I am not here to hide. In fact, I'm done hiding. It's exhausting. I am here to be honest, to be sincere, and to be a voice.

5 years ago I was diagnosed with clinical depression and anxiety. It felt like I was drowning, like everything and everyone was against me...that I wasn't good enough to even live or breathe. I didn't have the strength. If it wasn't for Jesus, the only strength and hope I had left, I would not be here today. He was, is, and always will be my light.
A few weeks ago I was diagnosed with Dermatophagia. It is not a well known disorder, although many people suffer from it. At first I was ashamed, I felt that I had to hide and fear myself.

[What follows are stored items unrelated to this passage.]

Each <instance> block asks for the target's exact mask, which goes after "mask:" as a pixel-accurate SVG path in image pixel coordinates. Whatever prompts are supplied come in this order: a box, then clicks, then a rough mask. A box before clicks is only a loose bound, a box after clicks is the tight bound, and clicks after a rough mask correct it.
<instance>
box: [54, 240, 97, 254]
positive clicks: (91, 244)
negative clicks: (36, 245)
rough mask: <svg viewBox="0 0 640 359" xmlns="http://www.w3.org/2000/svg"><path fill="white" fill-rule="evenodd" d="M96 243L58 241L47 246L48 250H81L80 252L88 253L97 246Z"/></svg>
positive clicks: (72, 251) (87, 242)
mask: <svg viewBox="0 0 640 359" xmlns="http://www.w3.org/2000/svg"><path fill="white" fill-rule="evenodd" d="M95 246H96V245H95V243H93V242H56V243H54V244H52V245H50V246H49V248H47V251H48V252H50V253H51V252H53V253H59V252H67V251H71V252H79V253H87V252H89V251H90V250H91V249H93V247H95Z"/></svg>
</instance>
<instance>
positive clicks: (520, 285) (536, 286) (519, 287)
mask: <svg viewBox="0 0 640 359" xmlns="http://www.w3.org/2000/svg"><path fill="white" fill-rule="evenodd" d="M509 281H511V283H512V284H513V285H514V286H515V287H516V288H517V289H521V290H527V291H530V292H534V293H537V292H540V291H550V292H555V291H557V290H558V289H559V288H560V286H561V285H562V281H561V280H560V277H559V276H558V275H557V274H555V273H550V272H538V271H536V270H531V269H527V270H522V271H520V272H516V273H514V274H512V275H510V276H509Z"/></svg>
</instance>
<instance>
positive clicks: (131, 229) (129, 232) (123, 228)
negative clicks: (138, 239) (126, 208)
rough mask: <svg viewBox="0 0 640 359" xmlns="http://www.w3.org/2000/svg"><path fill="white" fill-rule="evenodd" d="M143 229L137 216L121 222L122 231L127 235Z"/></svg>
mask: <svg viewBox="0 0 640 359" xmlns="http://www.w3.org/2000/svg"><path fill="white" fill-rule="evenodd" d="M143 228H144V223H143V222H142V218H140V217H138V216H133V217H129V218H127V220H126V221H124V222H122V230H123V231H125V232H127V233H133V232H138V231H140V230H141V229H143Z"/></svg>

Like I was a monster..

But I'm not. I'm not perfect, but that's ok. I may be on the road to recovery, and there are days that I feel like all hope is lost, but I am strong. I'm a fighter. Everyone is. There is a warrior inside everyone, no matter your gender, age, circumstances or mental or physical health.
That is what I am writing about, fighters. I am not a psychologist, and I don't pretend to be one. I'm just someone who understands, who is fighting the fight, and who wants to help you win yours.
You are never alone. You are strong, beautiful, powerful and brave. Your scars are not signs of weakness, but rather proof of strength and survival.

Trust Jesus and put your faith in Him, even when it's difficult. He has never left you, and He never will! He is standing with open arms. He won't let you fall.